Notice & Comment

Sohoni on Agency Powers to Create Privileges (AdLaw Bridge Series)

This week at the Seventh Annual Junior Faculty Federal Courts Workshop, hosted by the University of Georgia School of Law (with Kent Barnett and Matt Hall as organizers), there have been a number of terrific presentations that attempt to bridge the gap between theory and practice with an obvious focus on court-related topics such as standing, habeas, class actions, and the like.  But there was also a terrific panel on administrative law, and one piece in particular seemed like a great one to highlight in this week’s AdLaw Bridge Series.
In a very well-written paper entitled “The Power To Privilege” ( University of  Pennsylvania Law Review forthcoming), Mila Sohoni explores a recent legislative development in the context of the Affordable Care Act: Congress has delegated authority to a federal agency to create evidentiary privileges — something that has traditionally been left to Congress or the courts.  Her abstract nicely summarizes the development and accompanying problems:
A new and startling development has recently occurred in the law of delegation: Congress has for the first time expressly delegated to an administrative agency the power to write rules of privilege. Privileges abound in federal law, but until now they have been defined either by statute or by judicial opinion. The type of law that Congress has now authorized agencies to create — the regulatory evidentiary privilege — is a true novelty in our system of law.
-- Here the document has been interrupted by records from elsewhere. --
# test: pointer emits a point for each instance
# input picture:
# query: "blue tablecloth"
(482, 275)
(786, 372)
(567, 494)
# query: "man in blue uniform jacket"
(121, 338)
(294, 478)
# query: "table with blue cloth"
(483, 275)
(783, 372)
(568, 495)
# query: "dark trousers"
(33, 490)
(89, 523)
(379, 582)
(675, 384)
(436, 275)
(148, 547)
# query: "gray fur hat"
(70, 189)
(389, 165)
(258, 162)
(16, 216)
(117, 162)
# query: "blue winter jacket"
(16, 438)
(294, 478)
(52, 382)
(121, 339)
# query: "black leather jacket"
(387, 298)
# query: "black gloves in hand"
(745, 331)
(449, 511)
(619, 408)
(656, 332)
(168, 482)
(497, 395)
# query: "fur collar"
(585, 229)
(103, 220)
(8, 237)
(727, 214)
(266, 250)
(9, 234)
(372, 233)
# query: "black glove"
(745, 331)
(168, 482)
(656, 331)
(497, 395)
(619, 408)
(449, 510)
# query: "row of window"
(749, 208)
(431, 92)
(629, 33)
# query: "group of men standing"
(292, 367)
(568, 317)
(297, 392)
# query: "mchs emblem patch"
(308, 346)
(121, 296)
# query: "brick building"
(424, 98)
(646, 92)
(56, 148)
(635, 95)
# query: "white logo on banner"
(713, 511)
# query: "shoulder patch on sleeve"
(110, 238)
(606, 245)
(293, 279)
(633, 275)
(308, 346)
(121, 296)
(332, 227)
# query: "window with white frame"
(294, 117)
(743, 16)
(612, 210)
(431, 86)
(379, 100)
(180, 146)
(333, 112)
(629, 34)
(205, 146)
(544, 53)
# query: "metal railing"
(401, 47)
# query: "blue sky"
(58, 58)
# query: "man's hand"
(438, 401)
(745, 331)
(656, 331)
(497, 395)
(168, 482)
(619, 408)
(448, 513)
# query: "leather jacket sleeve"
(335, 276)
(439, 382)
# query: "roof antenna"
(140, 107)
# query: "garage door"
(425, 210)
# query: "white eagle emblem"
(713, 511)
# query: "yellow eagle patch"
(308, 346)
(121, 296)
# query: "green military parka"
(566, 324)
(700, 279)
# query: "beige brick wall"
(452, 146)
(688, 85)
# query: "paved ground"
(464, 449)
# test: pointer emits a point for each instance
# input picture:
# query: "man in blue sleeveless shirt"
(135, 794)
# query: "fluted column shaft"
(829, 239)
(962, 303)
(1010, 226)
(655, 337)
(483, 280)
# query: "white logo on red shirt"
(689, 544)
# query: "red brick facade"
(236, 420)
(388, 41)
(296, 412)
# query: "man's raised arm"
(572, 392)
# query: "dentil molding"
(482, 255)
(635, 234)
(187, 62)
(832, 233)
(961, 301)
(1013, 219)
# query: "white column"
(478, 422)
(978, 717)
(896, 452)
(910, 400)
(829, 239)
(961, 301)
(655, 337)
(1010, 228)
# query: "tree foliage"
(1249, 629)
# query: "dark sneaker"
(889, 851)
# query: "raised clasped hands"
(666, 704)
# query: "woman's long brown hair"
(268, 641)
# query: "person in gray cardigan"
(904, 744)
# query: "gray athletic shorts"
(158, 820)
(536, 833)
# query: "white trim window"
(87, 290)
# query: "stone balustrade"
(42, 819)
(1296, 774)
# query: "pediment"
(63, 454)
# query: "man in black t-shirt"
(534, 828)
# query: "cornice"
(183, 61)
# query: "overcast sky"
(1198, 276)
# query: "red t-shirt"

This article is the first to grapple with the implications of migrating the power to write rules of privilege from Congress and the courts, on the one hand, to the executive branch, on the other. It begins by describing an underappreciated aspect of the administrative state: that the law of privilege is becoming increasingly important to the functioning of administrative agencies. As a result, administrative agencies are actively pursuing control over the law of evidentiary privilege in order to further their substantive mandates.
Granting agencies that sought-after control through a privilege delegation will imperil key federal and state regulatory and governance interests. First, privilege delegations will reduce agency accountability. A delegated authority to write privileges that enables an agency to shield its own communications from disclosure will allow the agency to insulate itself from external review and oversight. Second, privilege delegations will erode state interests in allowing litigants and the public broad access to information. Agencies promulgating regulatory evidentiary privileges are likely to displace state laws that would permit disclosure to a greater extent than would be the case if Congress and the courts retained the privilege pen. Third, privilege delegations threaten to undercut state sovereignty. When Congress authorizes federal agencies to privilege the communications of state officials, it obstructs the capacity of the states to monitor state agents and thereby produces a type of harm akin to prohibited Congressional commandeering of state governance.
After establishing the risks attendant to privilege delegations, the article offers some principles that should govern the choice of institution responsible for drafting any new set of privileges that may be invoked by executive branch agencies. Finally, the article explains why this innovation in delegation provides a unique opportunity to test prevailing scholarly models of why and to whom Congress chooses to delegate. When it delegates the power to privilege to an agency, Congress is substituting a new delegate — a politically accountable executive agency — for an old delegate — the politically unaccountable federal courts. Accounts of delegation grounded in party competition have greater explanatory power for this swapping of delegates than alternative accounts.
This is a fascinating legislative development, and it will be interesting to see whether it has staying power as part of the legislative toolbox and what regulatory privilege rules are created (as Professor Sohoni notes, to date there has been no agency action).  If I were ever to write an essay calling for the revival of an enforceable Nondelegation Doctrine, this administrative power to privilege may be Exhibit No. 1.  Professor Sohoni does a terrific job near the end of the paper in making us rethink our view of the appropriate “delegation swaps” between courts and agencies.
On the other hand, I can imagine that if Congress wanted to create new privileges to assist the administrative state in carrying out its regulatory responsibilities, it would make sense to leverage agency expertise on those substantive matters.  Professor Sohoni’s solution is to vest all power in the judicial rulemaking process with input from the federal agencies and other interested parties.  Another option could be to retain the statutory delegation as is — a regulation that goes through notice-and-comment rulemaking and maybe even OIRA presidential review (as well as APA hard look review in the courts).  But perhaps Congress could also add in the last step of the judicial rulemaking process: require congressional approval of the agency’s proposed privileges.
On a somewhat tangential point, Professor Sohoni’s provocative paper also underscores the breadth and variety of privileges asserted across the regulatory state.  I am now curious about how various agencies — in these laboratories of bureaucracy  — approach their use of privileges.  What are the common pitfalls, best practices, etc.?  I hope Professor Sohoni’s paper encourages more work to better understand the role of privileges on the ground in the modern administrative state.